In order to solve this obstacle, Nathan Price and Ana Gomes, graduate students in the Sinclair lab, spent three years engineering a new mouse model. These mice, seemingly normal in every way, were designed so that SIRT1 would systemically switch off when the mice were given the drug Tamoxifen.
"This is a drug inducible, whole body deletion of a gene," said Sinclair. "This is something that's rarely been done so efficiently. Moving forward, this mouse model will be valuable to many different labs for other areas of research."
The results were plain: when mice were given low doses of resveratrol after SIRT1 was disabled, the researchers found no discernable improvement in mitochondrial function. In contrast, the mice with normal SIRT1 function given resveratrol showed dramatic increases in energy.
While the tantalizing prospect of increasing healthy lifespan has made resveratrol the subject of intense scientific interest, some researchers have questioned the link to SIRT1. A competing theory holds that resveratrol may work by activating a separate energy pathway called AMPK, which, while also related to mitochondria, does not involve sirtuin genes.
In their new paper, Sinclair and colleagues report that when mice lacking SIRT1 were given low doses of resveratrol, AMPK was unaffected.
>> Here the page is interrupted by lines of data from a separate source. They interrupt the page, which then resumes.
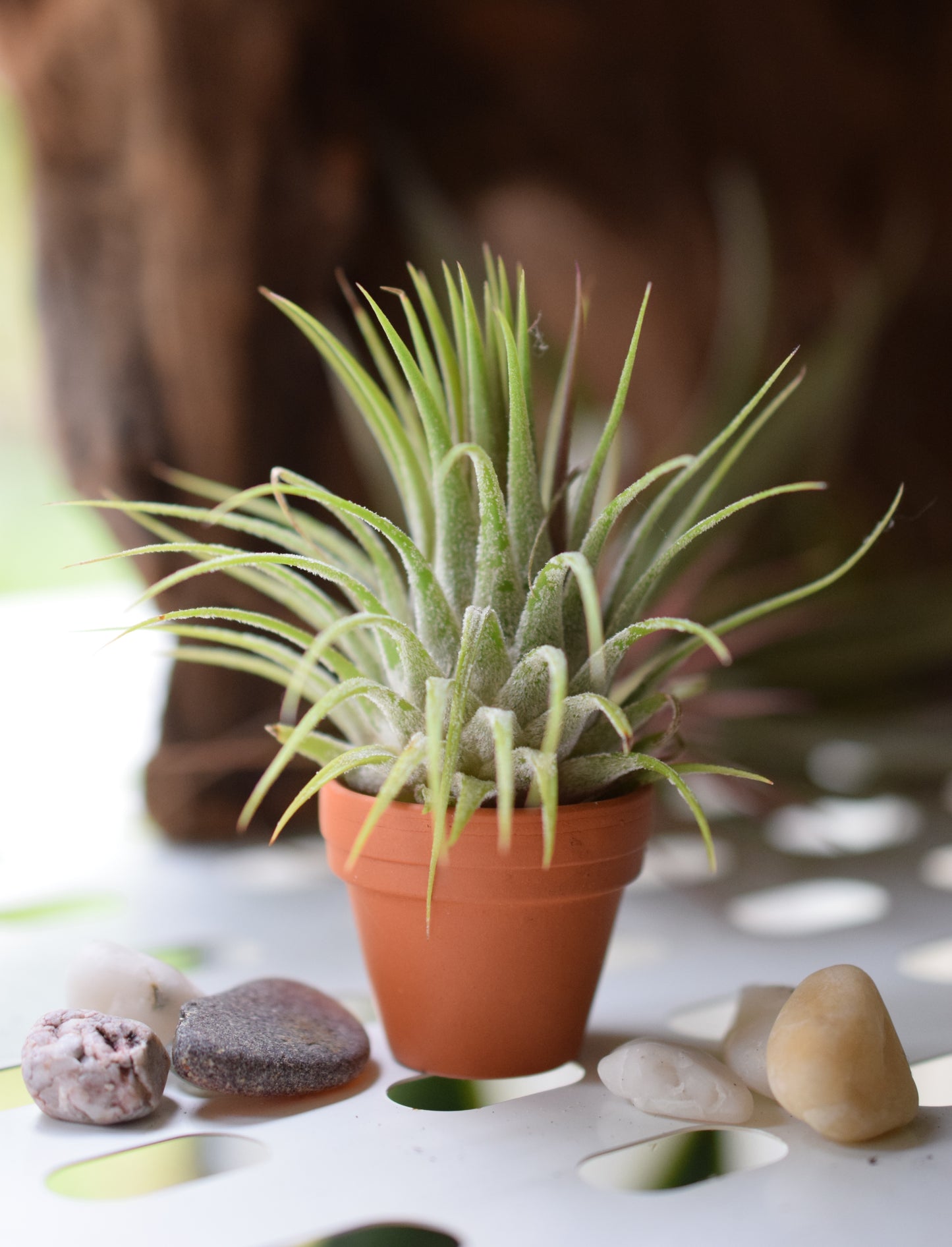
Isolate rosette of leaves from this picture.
[81,257,899,917]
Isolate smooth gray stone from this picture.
[22,1009,169,1126]
[172,979,370,1095]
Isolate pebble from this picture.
[598,1039,754,1125]
[66,941,202,1044]
[172,979,370,1095]
[21,1009,169,1126]
[766,965,918,1144]
[724,985,794,1100]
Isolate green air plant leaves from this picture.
[85,250,900,924]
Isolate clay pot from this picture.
[320,783,652,1079]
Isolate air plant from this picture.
[76,254,899,917]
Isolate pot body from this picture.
[320,782,652,1079]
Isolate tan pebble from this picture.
[766,965,918,1144]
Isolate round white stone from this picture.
[724,985,794,1100]
[21,1009,169,1126]
[598,1039,754,1125]
[66,941,203,1044]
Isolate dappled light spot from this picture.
[766,797,922,857]
[920,844,952,892]
[668,993,738,1044]
[806,741,880,792]
[334,993,376,1026]
[727,879,889,937]
[386,1061,586,1113]
[899,939,952,983]
[912,1053,952,1109]
[578,1130,787,1191]
[604,934,668,974]
[632,832,734,889]
[299,1223,460,1247]
[46,1135,269,1200]
[0,1065,34,1113]
[146,944,208,974]
[217,840,331,896]
[0,893,122,925]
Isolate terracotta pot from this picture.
[320,783,652,1079]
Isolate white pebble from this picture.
[21,1009,169,1126]
[598,1039,754,1125]
[66,941,203,1044]
[724,987,794,1100]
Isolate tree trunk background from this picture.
[0,0,952,838]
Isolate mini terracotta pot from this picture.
[320,783,652,1079]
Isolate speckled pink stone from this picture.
[21,1009,169,1126]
When doses were significantly increased in these mice, AMPK was activated, but still no benefit to mitochondrial function resulted.
"Resveratrol is a dirty molecule, so when you give very, very high doses, many things could be happening," said Sinclair. "It's standard when you study molecules that you use the lowest dose that gives you an effect because of the risk of hitting other things if you use too much. But for the downstream benefits on energy, you still need SIRT1. Our paper shows that SIRT1 is front and center for any dose of resveratrol."
This research was funded by the National Institutes of Health and the Glenn Foundation for Medical Research.